A fellow named Joseph contacted me the other day. He's one of Baltimore's many drug addicts, still alive at 33, clean for once, and looking for a job. "I started smoking crack at the age of 14, shooting heroin at the age of 16," he says. "I am on parole and probation, and I can't find a job anywhere ... It seems like every time I get an interview, everything is great until they do a background check. I'm going to [violate my parole] soon due to non-payment of the [parole] supervision fees."
Common story. Old story. The crack story.
Guys like Joseph — and I've met, spoken to or corresponded with hundreds of them by now — came of age during the crack epidemic (about 1984 to 1993 in most East Coast cities; it lasted a little longer in Baltimore). During that period, the smokable, fast-acting and highly addictive form of cocaine was cheap and plentiful. The children of the crack era grew up among adults who used the stuff, and some ended up addicted themselves.

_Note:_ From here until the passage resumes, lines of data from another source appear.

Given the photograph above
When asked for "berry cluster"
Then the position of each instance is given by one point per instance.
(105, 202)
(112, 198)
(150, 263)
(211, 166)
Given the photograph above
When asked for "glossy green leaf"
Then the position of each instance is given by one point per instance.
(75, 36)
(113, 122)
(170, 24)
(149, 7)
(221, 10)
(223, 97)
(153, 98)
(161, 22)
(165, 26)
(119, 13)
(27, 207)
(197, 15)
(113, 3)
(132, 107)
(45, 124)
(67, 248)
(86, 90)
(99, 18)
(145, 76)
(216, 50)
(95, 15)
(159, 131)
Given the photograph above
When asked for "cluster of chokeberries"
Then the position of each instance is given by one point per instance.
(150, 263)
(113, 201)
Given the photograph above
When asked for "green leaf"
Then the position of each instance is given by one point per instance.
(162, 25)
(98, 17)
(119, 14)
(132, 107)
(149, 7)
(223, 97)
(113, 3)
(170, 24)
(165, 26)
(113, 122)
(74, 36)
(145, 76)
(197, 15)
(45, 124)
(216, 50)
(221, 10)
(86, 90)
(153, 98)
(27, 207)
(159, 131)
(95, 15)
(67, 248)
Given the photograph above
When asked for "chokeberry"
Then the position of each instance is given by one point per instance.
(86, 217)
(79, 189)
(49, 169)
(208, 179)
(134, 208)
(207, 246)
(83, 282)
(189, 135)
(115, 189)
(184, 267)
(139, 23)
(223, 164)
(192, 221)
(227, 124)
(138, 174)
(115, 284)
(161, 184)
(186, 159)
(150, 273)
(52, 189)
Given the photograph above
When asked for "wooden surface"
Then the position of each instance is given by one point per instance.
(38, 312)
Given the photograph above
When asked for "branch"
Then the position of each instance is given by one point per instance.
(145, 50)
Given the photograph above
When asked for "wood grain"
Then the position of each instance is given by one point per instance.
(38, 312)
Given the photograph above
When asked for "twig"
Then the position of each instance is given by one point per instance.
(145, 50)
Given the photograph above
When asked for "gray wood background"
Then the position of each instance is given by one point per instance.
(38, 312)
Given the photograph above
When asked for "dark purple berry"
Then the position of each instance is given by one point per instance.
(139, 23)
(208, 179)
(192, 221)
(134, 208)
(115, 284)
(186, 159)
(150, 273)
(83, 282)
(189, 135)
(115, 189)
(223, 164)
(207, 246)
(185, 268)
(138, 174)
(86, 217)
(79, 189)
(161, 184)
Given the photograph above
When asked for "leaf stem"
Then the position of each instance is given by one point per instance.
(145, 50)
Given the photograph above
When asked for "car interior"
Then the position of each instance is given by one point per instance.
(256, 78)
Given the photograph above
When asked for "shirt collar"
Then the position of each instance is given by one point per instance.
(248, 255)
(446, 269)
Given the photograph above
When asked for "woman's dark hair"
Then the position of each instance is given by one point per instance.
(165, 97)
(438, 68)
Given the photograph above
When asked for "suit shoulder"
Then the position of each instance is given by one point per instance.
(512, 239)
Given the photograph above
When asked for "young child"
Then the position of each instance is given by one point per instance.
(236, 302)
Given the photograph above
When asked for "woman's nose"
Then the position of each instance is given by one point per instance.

The children of crack were usually born into poverty or near-poverty. You can add general family dysfunction to the life story. There was usually no adult male capable of positive influence in the home. These were childhoods marked by poor attendance in school, lots of mindless television watching, little adult supervision and some mischief that rose to juvenile misdemeanors and, in some cases, to the use of drugs and years of addiction.
Certainly, many other children of the crack generation managed to survive; they are in their 20s and 30s today, out in the workforce, trying to achieve what their parents or older siblings never came close to achieving because of crack. (There was an 8-year-old found to be working for drug dealers in West Baltimore in 1988. He was known as "Little Dirt." The state got him into foster care in Carroll County, and that made all the difference. Last I checked, he worked as a truck dispatcher and owned a home in northeast Baltimore.)
But there are guys like Joseph, too, who managed to get away from crack but spent years hustling daily for the heroin that their brain craves.
And then they woke up one day, perhaps at long last clean, and went out to find a job and realized they had compiled quite a resume of criminality. They are among the thousands of the permanently punished from the war on drugs. Someone in a human resources department clicks a mouse and taps a keyboard and, in a few seconds, there it is: a record of charges and pleas, convictions and sentences, all related in one way or another to opiates.
Common story. Old story. It was tough for men and women with criminal records to find jobs prior to the Great Recession. I assume, based on the mail and phone calls I receive almost every week from ex-offenders and their relatives, that it approached impossible during the economic downtown. It's hard to imagine it getting any better any time soon.
This is part of the legacy of the horrible crack epidemic — thousands of Baltimoreans arrested and incarcerated in the 1980s and 1990s (nearly 40,000 drug arrests in 1994 alone), many of them being released, coming home, then violating conditions of probation because they couldn't find work and returned to their old ways. Then, after a few more years in prison, they came out again and stepped into post-recession Baltimore, hoping to find work and a new life, but instead becoming frustrated at the lack of opportunities here. It's a prime reason our adult prisons remain full.
I gave Joseph a list of companies that in the past hired ex-offenders, then I wished him luck.
Looking ahead, there's some hope for a generational break in all this.
In Baltimore, where we had so much addiction and violence associated with the crack epidemic, crime has been in decline. So has crack use, according to records the governments keeps. It might have been passed from parents to children, from siblings to little brothers and sisters. But generally, by most indications, the crack-using population is aging out, and the next generation hasn't picked up the pipe. If that trend continues, maybe in another 10 years we'll see the end of crack's long legacy in Baltimore.